Two weeks before leaving for China, we called a family meeting and, with tears in my eyes, I begged him not to reject the baby we’d be bringing home. I reminded him that I had greatly loved and mourned my late daughter, but that I was ready to love again and that this child, from my body or not, was coming. Would he try to accept her? Shamed at last, he told me to just let him have some time. He wasn’t a monster, for heaven’s sake! He was not going to hurt the baby. It was just that expecting him to be her grandfather was going too far.
The day we adopted Mimi, we were reborn as parents and couldn’t wait to share her with the family. She was exquisite and affectionate, and simply overwhelmed us. Our children listened to every detail about their new sister. My father refused to pick up the phone. My mother persisted in repeating our conversations to him, and, grudgingly, he began to be intrigued.
After an unbelievably tiring, three-layover trip, we landed in California. My husband and I were drippy, sweaty messes. Mimi, operating on five hours of sleep, dressed in her finest, was happy as a clam and ready to wow the waiting crowd. We stumbled off the plane and onto the jetway.

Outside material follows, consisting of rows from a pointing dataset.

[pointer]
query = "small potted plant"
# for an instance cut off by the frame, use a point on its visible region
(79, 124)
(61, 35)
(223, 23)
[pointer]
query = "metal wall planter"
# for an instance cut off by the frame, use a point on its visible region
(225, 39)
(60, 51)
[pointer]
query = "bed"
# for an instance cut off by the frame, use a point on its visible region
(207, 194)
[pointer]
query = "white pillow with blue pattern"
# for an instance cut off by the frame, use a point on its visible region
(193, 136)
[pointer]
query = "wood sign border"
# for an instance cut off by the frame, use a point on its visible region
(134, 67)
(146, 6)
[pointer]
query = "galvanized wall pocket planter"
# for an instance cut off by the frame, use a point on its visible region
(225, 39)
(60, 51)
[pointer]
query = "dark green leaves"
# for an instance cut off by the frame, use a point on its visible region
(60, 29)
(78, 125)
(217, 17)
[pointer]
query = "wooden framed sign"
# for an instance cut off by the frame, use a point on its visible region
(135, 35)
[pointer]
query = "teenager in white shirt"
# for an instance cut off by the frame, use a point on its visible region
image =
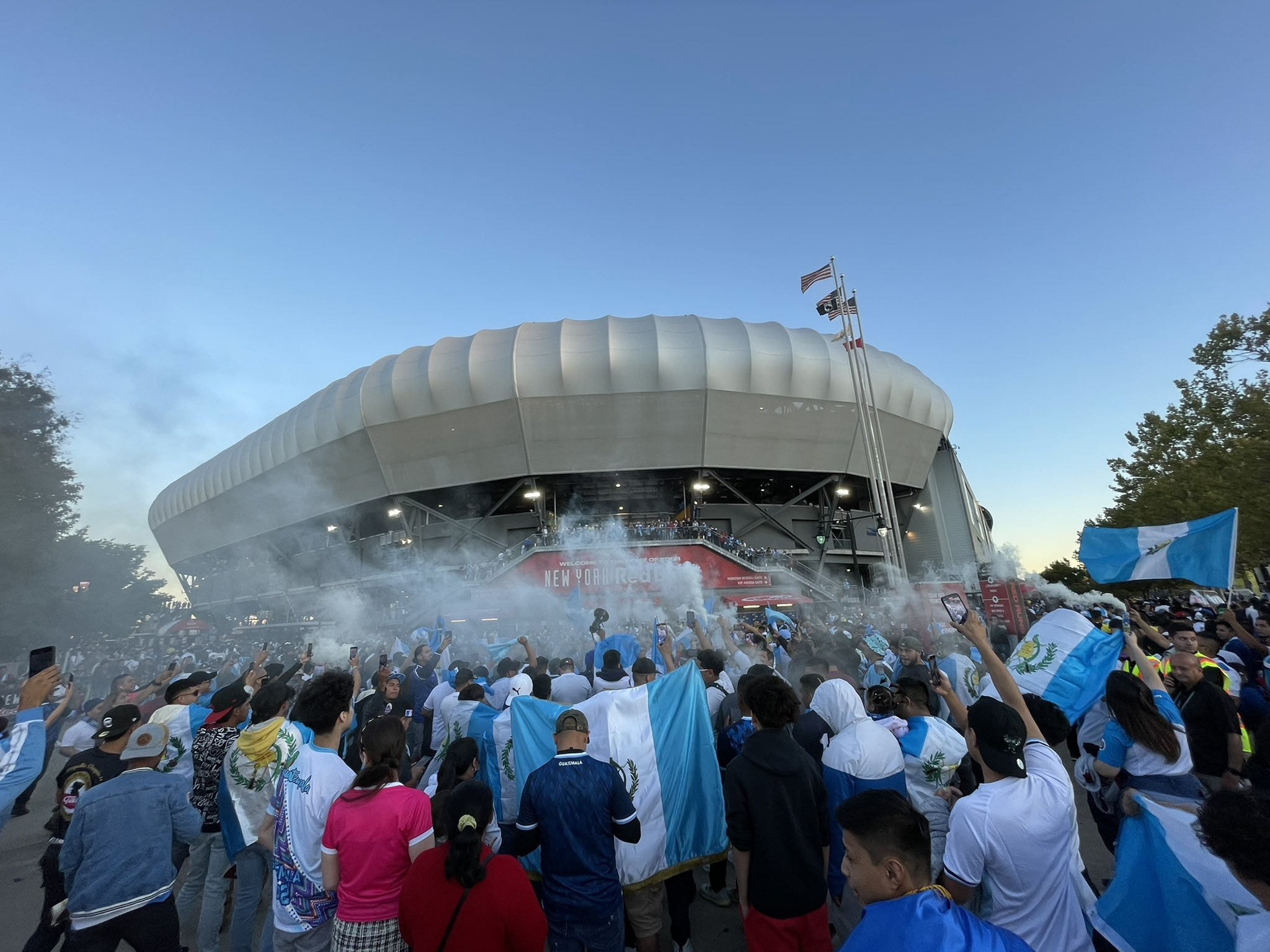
(1014, 833)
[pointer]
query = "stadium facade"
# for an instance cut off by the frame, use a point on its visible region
(460, 461)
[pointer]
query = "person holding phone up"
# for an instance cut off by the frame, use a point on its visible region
(22, 753)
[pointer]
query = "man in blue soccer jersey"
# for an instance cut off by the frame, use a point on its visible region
(573, 806)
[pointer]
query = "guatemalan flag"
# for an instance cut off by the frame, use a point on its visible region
(1065, 659)
(1173, 895)
(1201, 551)
(183, 723)
(659, 738)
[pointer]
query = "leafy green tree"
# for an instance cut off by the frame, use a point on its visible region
(42, 555)
(1075, 576)
(1210, 450)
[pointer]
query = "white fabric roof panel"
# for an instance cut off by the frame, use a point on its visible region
(566, 397)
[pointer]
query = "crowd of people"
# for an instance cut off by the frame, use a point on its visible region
(871, 795)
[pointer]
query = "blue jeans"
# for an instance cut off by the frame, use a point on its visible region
(207, 884)
(600, 933)
(254, 875)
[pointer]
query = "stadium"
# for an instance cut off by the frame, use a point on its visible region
(453, 469)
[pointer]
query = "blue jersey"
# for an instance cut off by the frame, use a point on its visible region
(574, 800)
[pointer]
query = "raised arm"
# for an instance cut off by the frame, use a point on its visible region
(973, 630)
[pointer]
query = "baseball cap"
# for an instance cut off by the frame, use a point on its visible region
(224, 702)
(116, 721)
(1000, 733)
(572, 720)
(150, 741)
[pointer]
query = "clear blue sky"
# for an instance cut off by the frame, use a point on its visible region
(207, 213)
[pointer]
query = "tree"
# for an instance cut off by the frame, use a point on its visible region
(1075, 576)
(42, 555)
(1210, 450)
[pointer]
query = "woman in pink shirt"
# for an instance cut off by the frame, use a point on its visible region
(374, 833)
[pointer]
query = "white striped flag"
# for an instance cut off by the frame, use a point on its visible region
(819, 275)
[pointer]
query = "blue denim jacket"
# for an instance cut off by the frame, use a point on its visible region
(117, 856)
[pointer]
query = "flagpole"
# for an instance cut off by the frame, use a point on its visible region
(876, 491)
(882, 444)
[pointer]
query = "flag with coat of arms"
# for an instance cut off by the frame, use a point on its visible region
(658, 738)
(1065, 659)
(183, 723)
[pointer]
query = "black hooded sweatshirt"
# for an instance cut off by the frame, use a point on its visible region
(779, 813)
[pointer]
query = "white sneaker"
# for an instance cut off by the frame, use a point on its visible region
(719, 899)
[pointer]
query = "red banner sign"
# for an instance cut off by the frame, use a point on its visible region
(642, 570)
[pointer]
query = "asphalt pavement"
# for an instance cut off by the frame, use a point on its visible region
(23, 840)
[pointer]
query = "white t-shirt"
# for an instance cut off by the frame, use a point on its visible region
(1013, 835)
(79, 736)
(433, 703)
(300, 806)
(571, 689)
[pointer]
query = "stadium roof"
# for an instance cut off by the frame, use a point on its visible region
(569, 397)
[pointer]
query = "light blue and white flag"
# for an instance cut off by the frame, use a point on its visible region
(1199, 551)
(497, 765)
(1065, 659)
(183, 723)
(774, 617)
(659, 739)
(625, 645)
(1173, 895)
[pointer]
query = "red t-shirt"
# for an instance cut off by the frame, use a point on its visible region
(373, 838)
(502, 914)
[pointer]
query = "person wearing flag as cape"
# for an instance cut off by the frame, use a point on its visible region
(887, 862)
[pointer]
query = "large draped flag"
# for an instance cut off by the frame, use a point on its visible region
(1173, 895)
(1065, 659)
(183, 723)
(1199, 551)
(658, 736)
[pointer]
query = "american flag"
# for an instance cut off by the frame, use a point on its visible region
(821, 275)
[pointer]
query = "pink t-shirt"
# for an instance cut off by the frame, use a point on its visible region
(373, 838)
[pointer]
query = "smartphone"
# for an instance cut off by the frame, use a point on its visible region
(956, 607)
(42, 659)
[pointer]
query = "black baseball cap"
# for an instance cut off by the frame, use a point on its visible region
(116, 721)
(1000, 733)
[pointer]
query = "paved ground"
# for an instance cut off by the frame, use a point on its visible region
(23, 840)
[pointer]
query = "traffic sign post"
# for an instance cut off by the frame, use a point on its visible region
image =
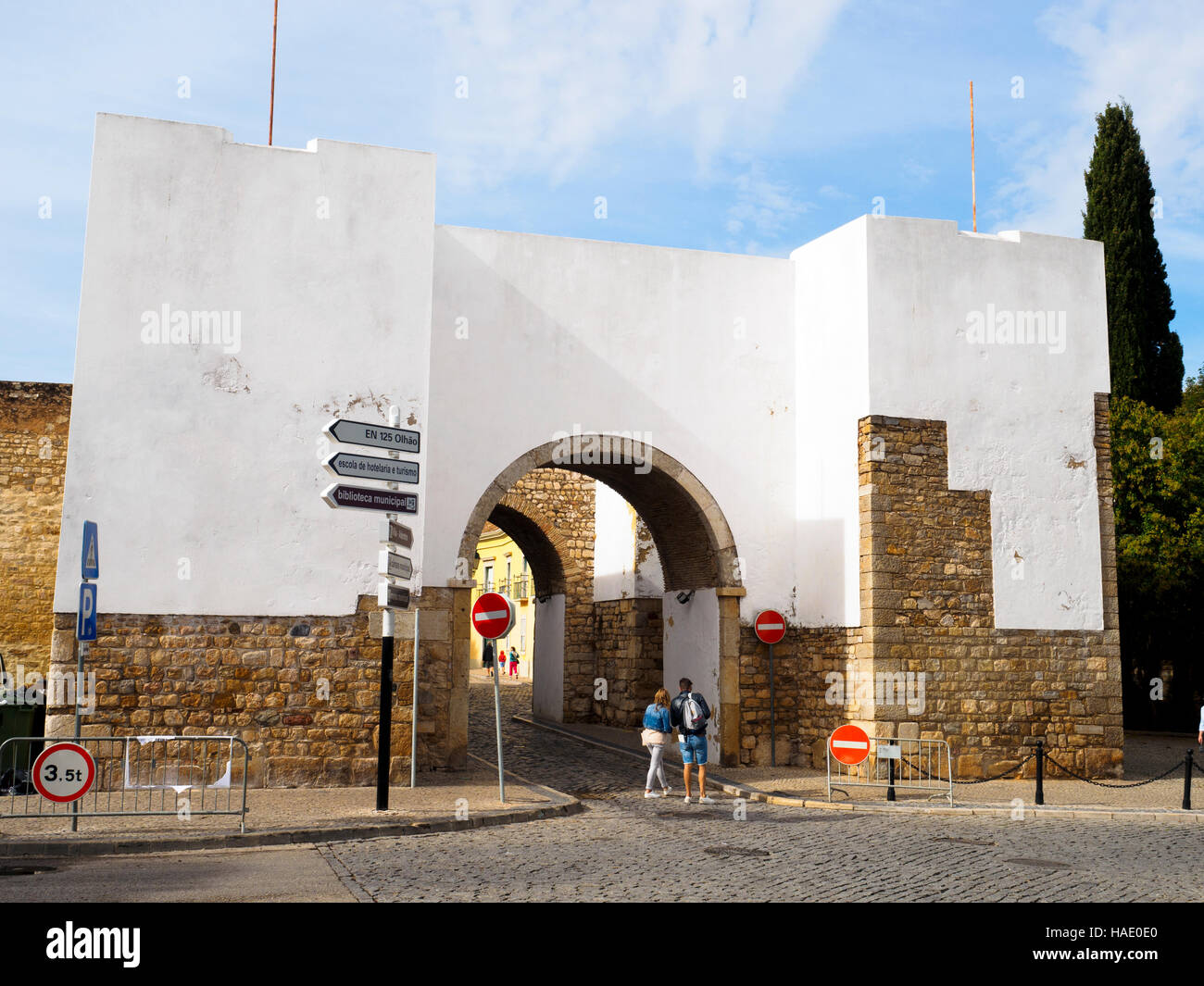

My father had snuck past the airport security line, and was the first one to see us. Barely acknowledging my husband’s "Hi," he stared at the baby as I approached. "Here she is," I said. Mimi studied him for a second, flashed a 20,000-kilowatt smile, reached out, and squeezed his nose. She’s been leading him by it ever since.
It helps that Mimi is unrelenting in her desire to charm. My father didn’t have a chance. Within weeks, she was throwing herself into his arms whenever he was near. Grandpa (Oh, yes, he most definitely answers to the title—especially since "Ampa" was her fourth word, when she was 10 months old) now takes her for walks around the neighborhood, proudly introducing her as his granddaughter. Her heritage is no longer shameful in his eyes, but just another feature that marks her as unique—for his grandchildren are never ordinary.
None of us realized how much we missed the presence of a small child in our home. Together we shared a great loss, and together we celebrate this great joy as a family.
—Evelyne McNamara lives with her family in San Jose, California. Since writing this piece, she has adopted four more children.